It’s Your Fear that Makes You a Target
I’m really disappointed in the responses from the last Access Press issue regarding whether or not people with disabilities are more vulnerable to assault. [“Are We More Vulnerable to Assault?” August 10, 2007.] Reading the comments elicited me to ask: why do people with disabilities have so much fear and why have they allowed this fear to stop them from doing the things they like to do?
In the hopes of not offending anyone, I offer my personal experiences. I don’t think that I am any more of a target than other members of the community when it comes to assault — either physical, verbal, or otherwise. My guess is that when people tell you that you’re worth is less than that of your able-bodied counterparts, you’re going to feel as though you can’t do the same things as others. And when you are told that others should fear you because you’re disabled, then you begin to become fearful yourself. The whole point of someone trying to scare you or insult you is to take power away from you and evoke fear. I’m not allowing anyone to do that. No one should allow it, whether they are a woman, a person of color, elderly, or because they have a disability. Your disability doesn’t make you a target. Your fear does.

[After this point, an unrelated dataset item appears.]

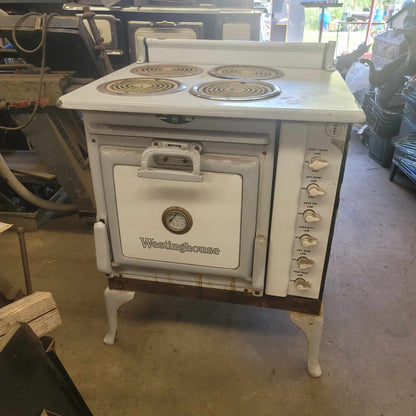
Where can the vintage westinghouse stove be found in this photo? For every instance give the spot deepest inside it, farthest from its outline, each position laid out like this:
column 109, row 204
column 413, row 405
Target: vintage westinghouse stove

Like everyone, be smart. Surround yourself with people you know and trust whenever possible, and don’t be a victim! Live life to the fullest! My disability and the color of my skin could have easily made me a target while growing up in the rough neighborhood I lived in. Today, this could still easily be the case. But I don’t let it. I have better things to worry about, such as the things that I enjoy doing in my everyday life. This includes going to the State Fair this year and eating everything they have to offer on a stick.